Isatin derivatives have been of great interest in drug development research. 5-Alkynyl substituted isatin derivatives with anticancer potential and acetylcholinesterase inhibition (AChE) activity are designed and synthesized. The copper(I) catalyzed one-pot three-component reaction (AChauhan et al. (2021)³-coupling) of new 3-(1,3-dioxolane)-5-(ethynyl)isatins with formaldehyde and secondary amines or the Sonogashira cross-coupling reaction of C-3 protected iodoisatins with fluoro-N-(prop-2-ynyl)benzamide and prop-2-ynyl 4-fluorobenzoate were the main approaches for the synthesis of 5-(3-X-prop-1-yn-1-yl) substituted isatin derivatives (yield 53–87 %). 1-Benzyl-5-(prop-1-yn-1-yl)indoline-2,3-diones are smoothly formed by refluxing of 3-(1,3-dioxolane)-5-(propynyl)isatins in hydrochloric acid/MeOH (1:9, v/v).
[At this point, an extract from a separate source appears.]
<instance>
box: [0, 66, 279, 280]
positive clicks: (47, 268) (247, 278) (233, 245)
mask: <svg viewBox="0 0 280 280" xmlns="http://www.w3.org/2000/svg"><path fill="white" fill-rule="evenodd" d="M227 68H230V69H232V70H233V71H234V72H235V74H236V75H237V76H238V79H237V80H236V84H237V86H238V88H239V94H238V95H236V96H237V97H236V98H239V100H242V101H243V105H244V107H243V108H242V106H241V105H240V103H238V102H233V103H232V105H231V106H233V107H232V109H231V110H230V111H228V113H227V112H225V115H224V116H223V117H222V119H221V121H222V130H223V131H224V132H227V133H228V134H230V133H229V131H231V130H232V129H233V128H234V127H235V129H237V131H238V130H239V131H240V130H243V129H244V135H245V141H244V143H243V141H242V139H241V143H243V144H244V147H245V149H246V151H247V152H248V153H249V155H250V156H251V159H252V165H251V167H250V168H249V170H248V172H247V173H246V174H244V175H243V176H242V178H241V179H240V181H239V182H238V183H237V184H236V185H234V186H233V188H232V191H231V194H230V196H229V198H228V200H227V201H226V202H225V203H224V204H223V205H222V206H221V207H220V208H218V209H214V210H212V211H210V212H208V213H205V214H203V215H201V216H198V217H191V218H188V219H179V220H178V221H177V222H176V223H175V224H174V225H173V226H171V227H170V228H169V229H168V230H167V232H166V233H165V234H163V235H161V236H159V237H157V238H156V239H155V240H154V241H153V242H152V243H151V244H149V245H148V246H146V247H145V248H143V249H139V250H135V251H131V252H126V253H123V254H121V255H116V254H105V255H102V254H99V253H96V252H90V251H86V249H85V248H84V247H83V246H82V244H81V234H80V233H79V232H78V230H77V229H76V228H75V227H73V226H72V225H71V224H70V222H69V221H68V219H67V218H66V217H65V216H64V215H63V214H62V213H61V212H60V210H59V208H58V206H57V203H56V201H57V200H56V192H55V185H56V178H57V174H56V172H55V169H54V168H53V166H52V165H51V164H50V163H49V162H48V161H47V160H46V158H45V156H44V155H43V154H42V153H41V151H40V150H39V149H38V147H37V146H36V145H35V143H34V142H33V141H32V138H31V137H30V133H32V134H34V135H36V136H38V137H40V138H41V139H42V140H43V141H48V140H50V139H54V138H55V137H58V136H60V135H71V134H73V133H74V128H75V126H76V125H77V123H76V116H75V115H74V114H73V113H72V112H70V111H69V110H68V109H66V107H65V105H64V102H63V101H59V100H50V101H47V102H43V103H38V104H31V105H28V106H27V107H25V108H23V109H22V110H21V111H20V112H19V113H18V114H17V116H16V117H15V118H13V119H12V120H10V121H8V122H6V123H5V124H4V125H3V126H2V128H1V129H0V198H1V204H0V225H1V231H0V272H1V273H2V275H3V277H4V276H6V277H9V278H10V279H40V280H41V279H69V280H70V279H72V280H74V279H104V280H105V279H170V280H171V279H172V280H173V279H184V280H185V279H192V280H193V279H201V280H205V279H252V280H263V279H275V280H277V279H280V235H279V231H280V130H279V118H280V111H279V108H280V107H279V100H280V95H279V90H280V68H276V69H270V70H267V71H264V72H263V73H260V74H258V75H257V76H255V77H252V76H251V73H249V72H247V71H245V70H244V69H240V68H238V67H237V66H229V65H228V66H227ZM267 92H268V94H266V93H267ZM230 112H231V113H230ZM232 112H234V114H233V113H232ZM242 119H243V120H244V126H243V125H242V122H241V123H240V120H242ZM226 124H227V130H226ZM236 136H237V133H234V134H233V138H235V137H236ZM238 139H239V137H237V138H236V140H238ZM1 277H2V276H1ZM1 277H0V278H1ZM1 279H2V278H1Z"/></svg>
Results of in vitro biological assays (MTT-test) revealed that new 3-(1,3-dioxolane)-5-(3-X-prop-1-yn-1-yl)-1-benzylisatin derivatives are exhibited remarkable cytotoxicity against human cervical (C 33 A and CaSki), breast (MCF-7), prostate (DU-145) and glioblastoma (SNB-19 and T98G) cancer cell lines within low micromolar GI₅₀ values. Additionally, all new compounds demonstrated relatively low cytotoxicity against the normal epithelial VERO cells (GI₅₀ > 70 μM), indicating good selectivity. Moreover, the appropriate isatin derivatives displayed good and moderate acetylcholinesterase inhibition activity in vitro (Ellman’ s method) with IC₅₀ up to 1.0–3.7 μM comparable to that for clinically used galantamine. Based on the results of in silico experiments the isatin derivatives bearing 5-(prop-1-yn-1-yl) substituents are promising for further search of acetylcholinesterase inhibitors in this series of compounds.